Ia mengenang pertemuannya dengan sejumlah jurnalis tersebut ketika berada di Jakarta. Menurutnya, hubungan sesama pewarta foto tidak hanya sebatas profesi, tetapi juga menjadi ikatan persaudaraan yang terbangun melalui berbagai kegiatan jurnalistik.
“Kemarin di Jakarta kami sempat bertemu dalam kegiatan bersama. Ada kegiatan PFI, Bang Arif Basuki juga yang memberikan penghargaan kepada PFI saat itu,” katanya.
Karena kedekatan tersebut, Rifki mengaku sangat berharap kelima jurnalis segera ditemukan dalam kondisi selamat.
Ia juga mengajak seluruh jurnalis, khususnya teman seprofesi, untuk terus mendoakan kelima pewarta tersebut serta tiga orang lainnya yang berada dalam satu rombongan.
“Kami berharap teman-teman seprofesi terus mendoakan agar kelima jurnalis yang hilang kontak dalam tugas peliputan Anak Krakatau segera ditemukan dan dapat kembali bersama keluarga,” ujarnya.
Doa bersama yang dilakukan jurnalis Palu menjadi bagian dari solidaritas komunitas pers di berbagai daerah, puluhan jurnalis di Kota Palu menggelar doa bersama sebagai simbol harapan agar kelima jurnalis segera ditemukan dalam kondisi sehat.

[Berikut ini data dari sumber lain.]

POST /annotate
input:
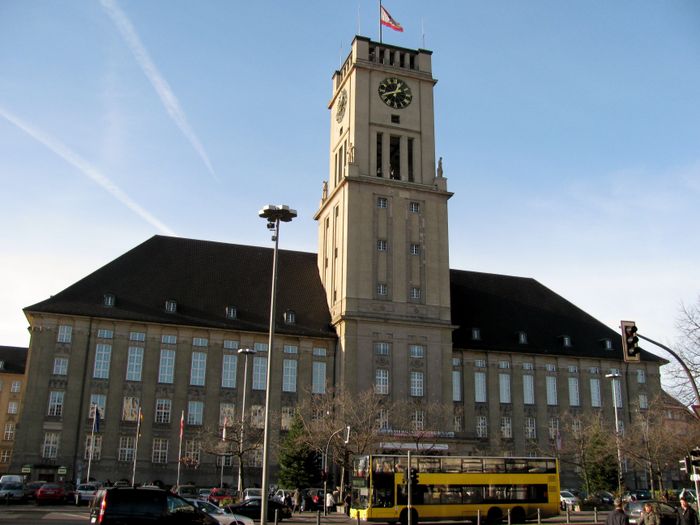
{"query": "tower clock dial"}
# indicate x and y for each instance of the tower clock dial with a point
(395, 93)
(341, 105)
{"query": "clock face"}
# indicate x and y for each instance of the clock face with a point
(341, 105)
(395, 93)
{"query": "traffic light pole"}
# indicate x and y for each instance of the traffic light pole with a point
(691, 380)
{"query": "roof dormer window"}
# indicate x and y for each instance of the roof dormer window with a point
(290, 317)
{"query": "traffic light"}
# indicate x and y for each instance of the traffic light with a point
(630, 347)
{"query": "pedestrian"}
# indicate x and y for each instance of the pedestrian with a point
(330, 502)
(687, 514)
(648, 515)
(617, 516)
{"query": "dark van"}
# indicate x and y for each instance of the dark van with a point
(144, 506)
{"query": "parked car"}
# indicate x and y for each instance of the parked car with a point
(221, 515)
(85, 492)
(58, 492)
(568, 500)
(12, 491)
(144, 506)
(251, 508)
(667, 514)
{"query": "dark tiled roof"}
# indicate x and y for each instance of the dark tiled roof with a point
(203, 277)
(14, 359)
(501, 306)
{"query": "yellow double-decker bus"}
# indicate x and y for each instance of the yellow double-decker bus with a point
(454, 488)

Bagi komunitas pers, pencarian ini bukan hanya menyangkut hilangnya lima orang dalam menjalankan tugas jurnalistik, tetapi juga menyangkut harapan keluarga dan rekan-rekan seprofesi yang masih menunggu kepastian.

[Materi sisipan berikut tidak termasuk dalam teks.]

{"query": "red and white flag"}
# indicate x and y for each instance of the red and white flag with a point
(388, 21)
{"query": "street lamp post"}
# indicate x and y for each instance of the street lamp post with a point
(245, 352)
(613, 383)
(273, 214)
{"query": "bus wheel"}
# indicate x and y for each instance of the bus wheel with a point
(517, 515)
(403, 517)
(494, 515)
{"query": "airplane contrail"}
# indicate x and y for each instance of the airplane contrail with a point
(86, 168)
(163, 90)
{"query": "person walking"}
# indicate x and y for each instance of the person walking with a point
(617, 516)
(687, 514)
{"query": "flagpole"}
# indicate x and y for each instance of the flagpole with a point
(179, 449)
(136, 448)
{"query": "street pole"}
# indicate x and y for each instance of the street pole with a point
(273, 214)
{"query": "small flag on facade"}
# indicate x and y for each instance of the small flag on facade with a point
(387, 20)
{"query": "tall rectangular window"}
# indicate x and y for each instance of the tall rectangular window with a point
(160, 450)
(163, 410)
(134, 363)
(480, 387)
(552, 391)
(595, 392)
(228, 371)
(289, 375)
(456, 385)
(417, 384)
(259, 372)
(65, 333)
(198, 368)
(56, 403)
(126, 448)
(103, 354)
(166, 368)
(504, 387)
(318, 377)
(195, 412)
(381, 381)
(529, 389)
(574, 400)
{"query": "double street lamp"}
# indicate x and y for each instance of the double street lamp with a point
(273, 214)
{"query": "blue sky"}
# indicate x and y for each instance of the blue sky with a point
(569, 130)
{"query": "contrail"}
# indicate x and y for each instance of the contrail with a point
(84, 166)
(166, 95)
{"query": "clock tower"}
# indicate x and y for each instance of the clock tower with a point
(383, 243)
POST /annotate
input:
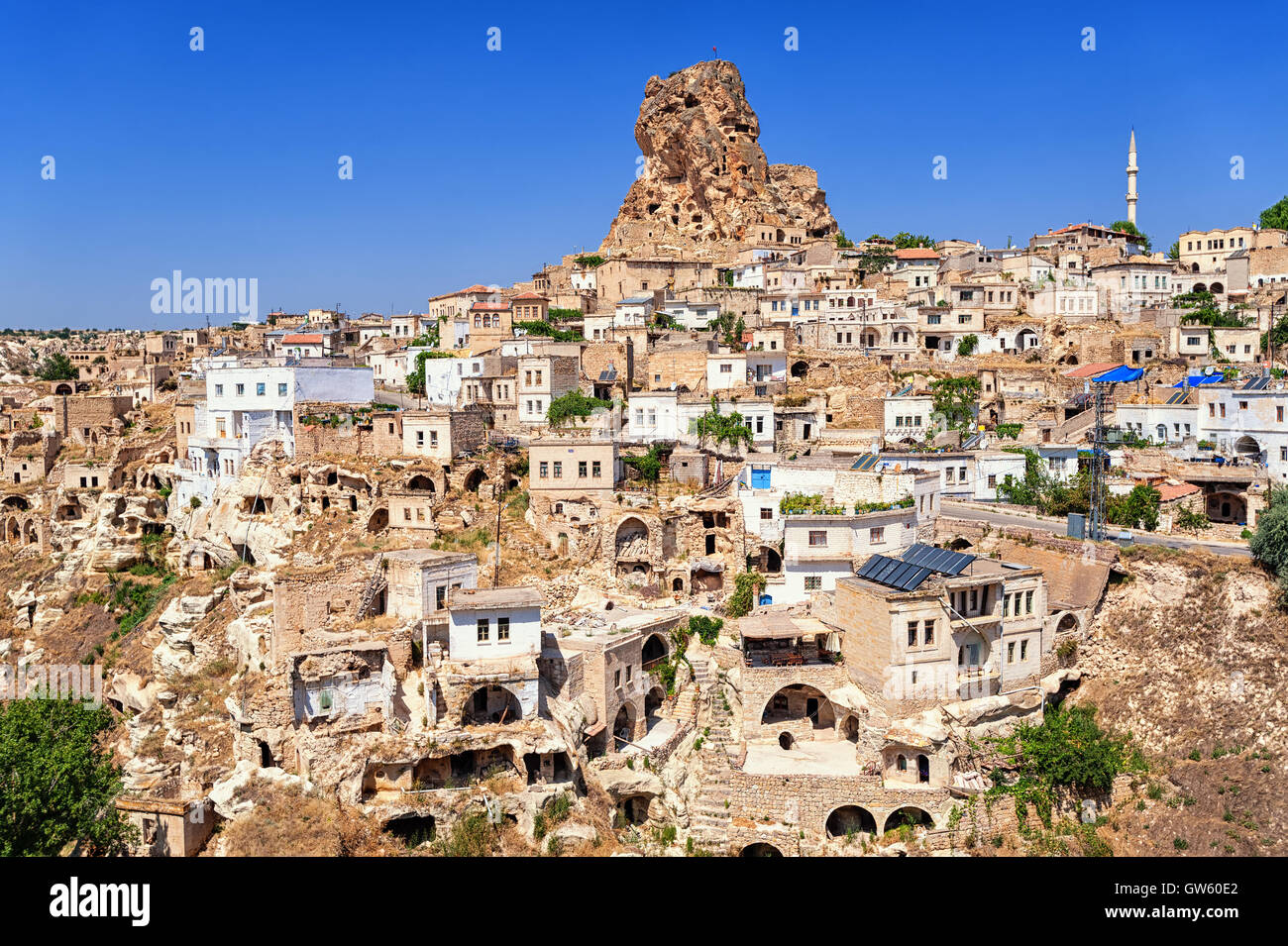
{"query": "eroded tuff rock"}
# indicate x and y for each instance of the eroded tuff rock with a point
(706, 176)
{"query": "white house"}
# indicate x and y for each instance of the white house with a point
(819, 549)
(493, 623)
(254, 400)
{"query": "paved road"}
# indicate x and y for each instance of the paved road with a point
(956, 507)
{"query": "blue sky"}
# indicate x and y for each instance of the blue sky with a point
(478, 166)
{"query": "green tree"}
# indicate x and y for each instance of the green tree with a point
(574, 404)
(722, 429)
(1275, 218)
(56, 779)
(1138, 508)
(1128, 227)
(1269, 543)
(1068, 749)
(956, 399)
(56, 367)
(907, 241)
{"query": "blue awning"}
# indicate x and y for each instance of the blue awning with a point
(1121, 373)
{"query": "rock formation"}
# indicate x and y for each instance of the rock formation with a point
(704, 175)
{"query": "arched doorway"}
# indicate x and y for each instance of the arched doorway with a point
(799, 703)
(635, 808)
(850, 729)
(475, 478)
(910, 816)
(1227, 507)
(1247, 447)
(421, 482)
(849, 820)
(630, 541)
(655, 649)
(490, 703)
(760, 850)
(653, 701)
(623, 726)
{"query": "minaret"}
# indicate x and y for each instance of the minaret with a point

“Bagaimanapun keadaannya, teman-teman kami harus pulang,” pungkas Rifki.
Memasuki hari ketujuh pencarian. Basarnas menyatakan operasi pencarian terhadap lima jurnalis dan tiga orang lainnya diperpanjang selama tiga hari ke depan setelah hasil pencarian selama tujuh hari belum menemukan korban.
Kelima jurnalis tersebut diketahui hilang kontak ketika melakukan peliputan aktivitas Gunung Anak Krakatau di perairan Selat Sunda, Banten. Mereka berada dalam satu speedboat bersama tiga orang lainnya, yakni kapten kapal, anak buah kapal (ABK), dan pemandu.
Rombongan bertolak dari Dermaga Pagedongan, Carita, Kabupaten Pandeglang, pada Senin (7/9/2026) sekitar pukul 14.00 WIB. Salah satu anggota rombongan sempat mengirimkan lokasi terakhir sebelum komunikasi terputus.
Lima jurnalis yang hilang kontak tersebut yakni Muhammad Bagus Khoirunnas dari ANTARA, Arie Basuki dari Merdeka.com, Yudistiro Pranoto dari iNews, Firdaus Wajidi dari Anadolu Agency, serta Donal Husni yang merupakan jurnalis lepas.